Last week’s comments from Wayne Byres about APRA being granted a new reserve power over shadow banks in the absence of any specifics has dismayed credit specialists.
They have also warned Canberra against needlessly upsetting non-bank lenders as well their funding source, the capital markets.
According to Stuart Fuller, Banking & Finance Partner at King & Wood Mallesons, the question for non-banks and their investors is what exactly is being proposed by the Federal Treasurer, Scott Morrison, with regards to these additional powers.
“Even if APRA is given the capacity to do something about threats to financial stability being caused outside the bank sector, what problem is it looking to solve and can APRA in fact solve that problem?” he asked.
The Federal Government could move to amend the Reserve Bank Act, which would allow APRA to regulate non-bank lenders. However, in the non-bank lending space ASIC already has significant regulatory powers.
If a bank breaches regulations, Fuller went on to say, APRA has a sanction – it can apply a different capital treatment to them or make them hold more capital against an asset. But he queried what APRA can do if non-bank lenders breach whatever limits or controls APRA might impose.
“To our mind, it doesn’t seem to make a whole lot of sense.”
What makes even less sense to the banking and finance specialist is the lack of detail forthcoming about the proposed new power.
“If you look at the budget papers, the Federal Treasurer paints with a very broad brush around giving APRA some powers to place macro prudential regulations on the non-bank sector including jurisdictional lending limits," he added.
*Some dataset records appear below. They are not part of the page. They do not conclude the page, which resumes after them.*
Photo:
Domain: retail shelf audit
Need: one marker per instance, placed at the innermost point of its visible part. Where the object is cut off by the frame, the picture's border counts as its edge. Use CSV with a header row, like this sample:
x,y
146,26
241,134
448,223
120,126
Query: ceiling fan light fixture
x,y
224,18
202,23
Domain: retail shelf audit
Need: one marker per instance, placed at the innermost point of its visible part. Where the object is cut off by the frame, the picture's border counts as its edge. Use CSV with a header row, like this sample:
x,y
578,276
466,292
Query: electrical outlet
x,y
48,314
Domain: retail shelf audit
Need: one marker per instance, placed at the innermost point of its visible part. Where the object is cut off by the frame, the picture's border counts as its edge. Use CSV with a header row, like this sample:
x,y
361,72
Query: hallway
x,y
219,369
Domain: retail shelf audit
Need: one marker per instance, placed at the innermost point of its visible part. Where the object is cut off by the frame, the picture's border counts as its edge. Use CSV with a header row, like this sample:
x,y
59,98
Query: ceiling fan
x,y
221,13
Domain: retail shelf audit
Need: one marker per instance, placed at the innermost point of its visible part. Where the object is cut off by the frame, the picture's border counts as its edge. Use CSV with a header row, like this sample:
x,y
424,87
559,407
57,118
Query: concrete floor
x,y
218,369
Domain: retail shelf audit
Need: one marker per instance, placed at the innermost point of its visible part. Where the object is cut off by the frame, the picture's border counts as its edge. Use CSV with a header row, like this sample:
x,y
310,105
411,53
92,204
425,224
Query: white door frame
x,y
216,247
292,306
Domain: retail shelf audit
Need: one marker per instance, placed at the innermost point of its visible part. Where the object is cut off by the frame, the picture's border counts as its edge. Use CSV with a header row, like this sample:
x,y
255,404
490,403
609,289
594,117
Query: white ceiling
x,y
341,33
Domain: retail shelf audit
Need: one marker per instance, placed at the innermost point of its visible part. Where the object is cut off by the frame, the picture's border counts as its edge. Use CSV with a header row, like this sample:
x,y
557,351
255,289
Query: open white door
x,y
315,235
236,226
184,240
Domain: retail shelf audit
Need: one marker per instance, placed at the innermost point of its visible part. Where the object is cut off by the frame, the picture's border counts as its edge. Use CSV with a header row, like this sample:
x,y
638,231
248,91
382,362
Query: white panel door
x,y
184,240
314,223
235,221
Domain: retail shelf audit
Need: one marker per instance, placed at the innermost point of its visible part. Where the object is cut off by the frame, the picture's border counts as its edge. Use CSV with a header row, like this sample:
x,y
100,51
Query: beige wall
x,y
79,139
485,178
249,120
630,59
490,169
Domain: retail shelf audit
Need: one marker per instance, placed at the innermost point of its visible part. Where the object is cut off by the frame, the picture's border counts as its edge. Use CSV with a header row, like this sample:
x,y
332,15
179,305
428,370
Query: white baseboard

Importantly, the lack of detail as to what regulatory framework will apply to the non-banks is worrisome for the industry, which is funded ultimately through the capital markets.
According to Fuller, the degree of uncertainty takes on a much greater importance since the debt markets are characterised by competition for capital and the need for investor certainty.
“Investor certainty and confidence is critical when it comes to the capital markets," he said. “They need to know what impact any new APRA power might have on the non-banks’ business before deciding to fund that business.
“So, if APRA is going to have reserve powers to impose restrictions on non-banks the legislation needs to be very specific about what those restrictions are and when they can be implemented, otherwise the risk is investors will lose confidence in the sector."
The upshot? That the Government and APRA must consult very quickly with the non-bank industry about the need for and design of these new regulations.
As Fuller sees it, ASIC already significantly regulates the non-banks through financial service licenses, credit licenses and responsible lending standards. Plus, the sector is closely scrutinised by warehouse financiers, bond holders and ratings agencies.
According to Fuller, the non-bank sector is efficient and effective in providing amounts of credit and types of products in competition with the banking sector.
And this is exactly the point. Why would government want to hurt competition?
And does APRA really want to play in the non-bank space or have these proposed powers been foisted on it by Morrison who is trying to solve the political conundrum of housing affordability?
According to Patrick Tuttle, the former chief of Pepper Group, Byres did not anticipate this authority - it came out of left field from Morrison - and constant talk of the hot housing market is clearly causing the Treasurer concern and he feels rightly or wrongly that this is could help.
“Since we don’t want a less efficient non-bank market, the measures Morrison is proposing are anti-competitive which is obviously contrary to what he has said publicly about fostering competition in banking," he said.
“Rather than supporting competition - which he publicly claims he does - his proposal will be detrimental as it will place a heavier burden on non-banks and potentially kill off innovation in product design.”